Plus qu'une marionnette
La chercheuse n'en pense pas moins que le président américain «surestime» sa relation avec Vladimir Poutine. Celui-ci n'est «pas un home d'affaires dont (il) peut gagner la confiance mais un stratège très expérimenté», qui «ne décide pas en fonction d'affinités personnelles.»
D'autres experts soulignent aussi une convergence idéologique entre la nouvelle administration américaine et la Russie. Vladimir Poutine veut revenir à un modèle où les Etats-Unis et la Russie «se mettent d'accord sur des sphères d'influence», écrit Natia Seskuria, chercheuse du centre de recherches britannique Royal United Services Institute, dans la revue Foreign Policy.

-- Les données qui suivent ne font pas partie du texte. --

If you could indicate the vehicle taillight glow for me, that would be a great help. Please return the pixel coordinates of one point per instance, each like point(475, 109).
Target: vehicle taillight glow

Le président russe estime que le territoire de l'ancienne Union soviétique est sa zone d'influence «légitime» tandis que Donald Trump a «de manière similaire signalé une volonté expansionniste» à propos du Groenland, du Canada ou encore du canal de Panama, poursuit-elle.

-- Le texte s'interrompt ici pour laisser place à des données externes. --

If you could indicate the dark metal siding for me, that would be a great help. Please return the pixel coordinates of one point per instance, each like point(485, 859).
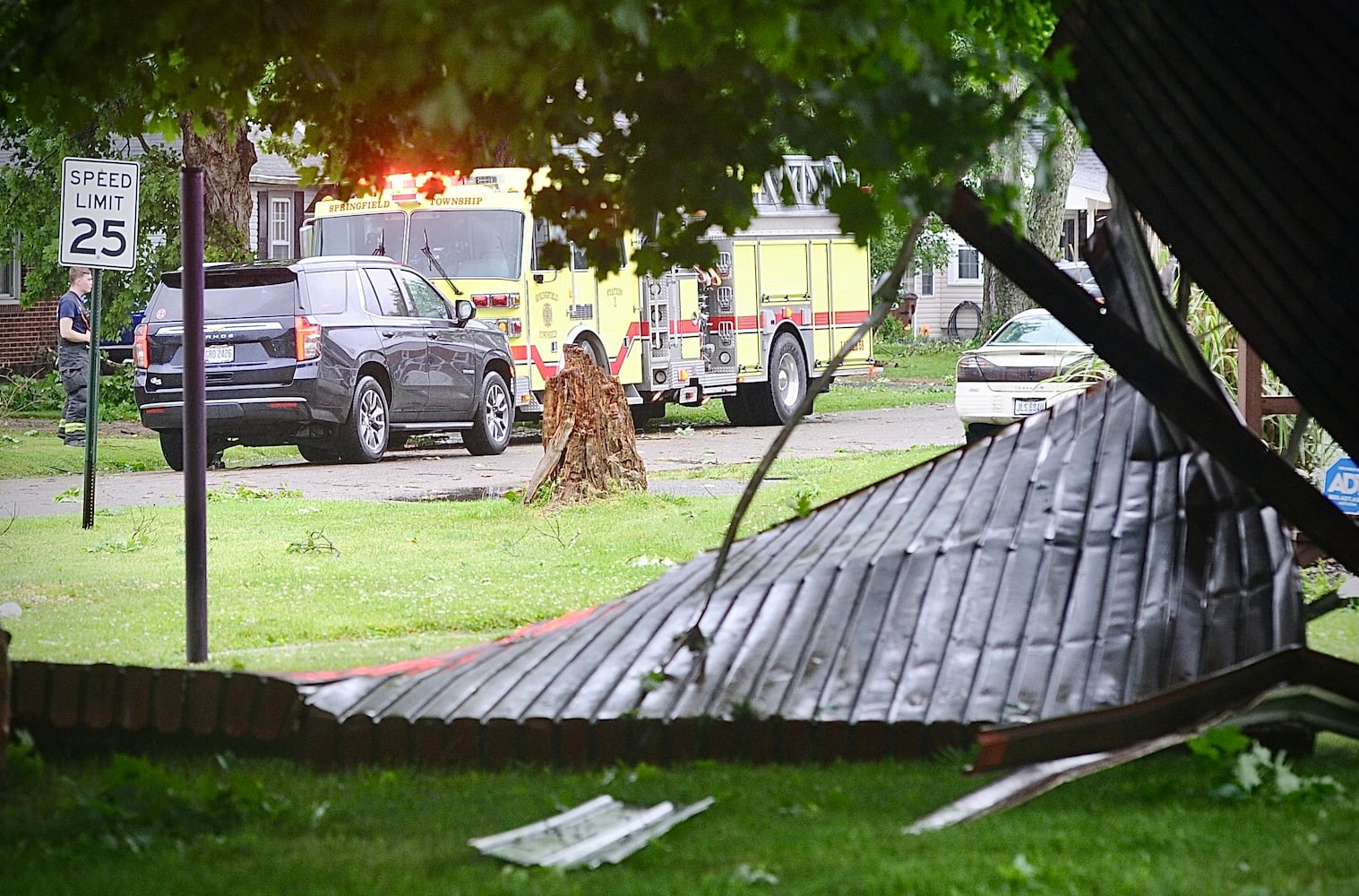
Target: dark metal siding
point(1225, 124)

Après une longue conversation téléphonique le 12 février avec le président russe, Donald Trump a assuré que ce dernier voulait «la paix» en Ukraine, et ajouté: «Il me le dirait s'il ne la voulait pas.» A d'autres occasions, il a jugé que le maître du Kremlin était «très intelligent, très malin», et refusé de le qualifier de «dictateur», un mot qu'il a employé pour désigner Volodymyr Zelensky.

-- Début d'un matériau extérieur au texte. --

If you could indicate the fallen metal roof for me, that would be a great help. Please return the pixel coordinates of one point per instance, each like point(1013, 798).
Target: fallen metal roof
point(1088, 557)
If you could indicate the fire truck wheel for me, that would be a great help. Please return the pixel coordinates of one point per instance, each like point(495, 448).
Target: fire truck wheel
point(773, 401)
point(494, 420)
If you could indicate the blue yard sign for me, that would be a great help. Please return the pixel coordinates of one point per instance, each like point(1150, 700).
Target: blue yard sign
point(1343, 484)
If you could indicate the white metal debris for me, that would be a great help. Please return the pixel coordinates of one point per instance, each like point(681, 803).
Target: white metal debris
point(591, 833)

Donald Trump veut que Vladimir Poutine «l'apprécie et le respecte - sans comprendre que (...) ses flagorneries provoqueront le mépris du Kremlin», écrivait récemment dans une note de blog Timothy Ash, économiste spécialiste de la Russie et membre du groupe de réflexion Chatham House. Pour Sasha de Vogel, il serait trop réducteur de voir dans le président américain la «marionnette» de Moscou que décrivent certains démocrates.
«Une bonne relation avec Poutine»
«Il change rapidement d'avis. Il est guidé par ses émotions» ce qui en fait «un partenaire erratique pour la Russie aussi», note-t-elle. Pendant le premier mandat de Donald Trump (2017-2021), les Etats-Unis n'avaient pas mené une politique aussi favorable que l'espérait le Kremlin. Donald Trump avait accepté de vendre à l'Ukraine des missiles anti-chars Javelin. Son gouvernement avait aussi lancé une série de sanctions contre la Russie.
Vendredi, le président américain a une nouvelle fois surpris sur son réseau Truth Social, en écrivant: «Compte tenu du fait que la Russie pilonne actuellement l'Ukraine sur le champ de bataille, j'envisage fortement des sanctions bancaires, des sanctions et des droits de douane à grande échelle» contre Moscou. Peu après, lors d'un échange avec des journalistes, il a eu un ton beaucoup plus conciliant, en affirmant qu'il était «plus facile» de traiter avec la Russie qu'avec l'Ukraine. «J'ai toujours eu une bonne relation avec Poutine», a déclaré Donald Trump, ajoutant, de manière énigmatique: «Je pense qu'il va être plus généreux qu'il ne doit l'être.»